Comparison of Early Nasal Intermittent Positive Pressure Ventilation and Nasal Continuous Positive Airway Pressure in Preterm Infants with Respiratory Distress Syndrome


To compare the effect of early nasal intermittent positive pressure ventilation (nIPPV) and nasal continuous positive airway pressure (nCPAP) in terms of the need for endotracheal ventilation in the treatment of respiratory distress syndrome (RDS) in preterm infants born between 24 and 32 gestational weeks.
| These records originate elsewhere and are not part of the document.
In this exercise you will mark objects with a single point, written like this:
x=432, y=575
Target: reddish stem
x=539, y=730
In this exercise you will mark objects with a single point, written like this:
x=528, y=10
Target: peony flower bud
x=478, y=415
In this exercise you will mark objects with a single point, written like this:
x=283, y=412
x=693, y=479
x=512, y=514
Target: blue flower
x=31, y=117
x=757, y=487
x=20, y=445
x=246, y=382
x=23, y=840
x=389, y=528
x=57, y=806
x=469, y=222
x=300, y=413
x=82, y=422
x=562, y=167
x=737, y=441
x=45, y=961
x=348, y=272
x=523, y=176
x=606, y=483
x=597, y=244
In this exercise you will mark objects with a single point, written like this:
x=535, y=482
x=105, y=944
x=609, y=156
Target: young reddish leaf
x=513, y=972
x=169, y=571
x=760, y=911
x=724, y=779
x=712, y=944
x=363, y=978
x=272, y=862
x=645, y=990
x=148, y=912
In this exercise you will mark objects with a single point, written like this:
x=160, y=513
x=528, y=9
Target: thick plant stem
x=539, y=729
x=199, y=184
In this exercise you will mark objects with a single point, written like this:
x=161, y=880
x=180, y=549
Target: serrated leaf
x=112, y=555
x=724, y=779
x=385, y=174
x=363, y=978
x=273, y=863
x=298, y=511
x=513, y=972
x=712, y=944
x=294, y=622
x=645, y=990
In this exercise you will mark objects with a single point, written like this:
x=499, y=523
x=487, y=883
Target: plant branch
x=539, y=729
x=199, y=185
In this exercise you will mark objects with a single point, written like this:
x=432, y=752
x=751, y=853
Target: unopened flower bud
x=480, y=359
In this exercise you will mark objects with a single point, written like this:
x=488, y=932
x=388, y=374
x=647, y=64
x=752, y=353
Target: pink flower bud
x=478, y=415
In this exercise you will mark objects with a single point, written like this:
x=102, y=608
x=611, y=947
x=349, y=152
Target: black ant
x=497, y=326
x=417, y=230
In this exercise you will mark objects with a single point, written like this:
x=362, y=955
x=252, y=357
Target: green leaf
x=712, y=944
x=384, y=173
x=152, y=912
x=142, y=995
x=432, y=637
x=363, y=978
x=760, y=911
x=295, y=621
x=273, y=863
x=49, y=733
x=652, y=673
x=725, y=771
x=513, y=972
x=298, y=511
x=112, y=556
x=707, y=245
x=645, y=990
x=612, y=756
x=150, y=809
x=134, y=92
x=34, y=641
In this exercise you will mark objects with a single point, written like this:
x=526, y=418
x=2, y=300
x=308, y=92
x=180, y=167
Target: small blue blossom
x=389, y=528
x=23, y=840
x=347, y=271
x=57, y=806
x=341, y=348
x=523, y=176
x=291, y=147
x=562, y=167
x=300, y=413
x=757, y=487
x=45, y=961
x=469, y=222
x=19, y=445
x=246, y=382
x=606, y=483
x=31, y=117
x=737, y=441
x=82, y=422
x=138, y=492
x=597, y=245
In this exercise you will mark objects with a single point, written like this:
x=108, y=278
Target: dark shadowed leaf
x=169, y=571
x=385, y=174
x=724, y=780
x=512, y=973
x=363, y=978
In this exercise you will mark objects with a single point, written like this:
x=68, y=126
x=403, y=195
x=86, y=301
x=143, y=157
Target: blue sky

This is a randomized, controlled, prospective, single-centered study. Forty-two infants were randomized to nIPPV and 42 comparable infants to nCPAP (birth weight 1356 ± 295 and 1359 ± 246 g and gestational age 29.2 ± 1.7 and 29.4 ± 1.5 weeks, respectively).


The need for endotracheal intubation and invasive mechanical ventilation was significantly lower in the nIPPV group than the nCPAP group (11.9% and 40.5%, respectively, p < 0.05). There were no differences in the duration of total nasal respiratory support, duration of invasive mechanical ventilation, bronchopulmonary dysplasia or other early morbidities.


nIPPV compared with nCPAP reduced the need for endotracheal intubation and invasive mechanical ventilation in premature infants with RDS.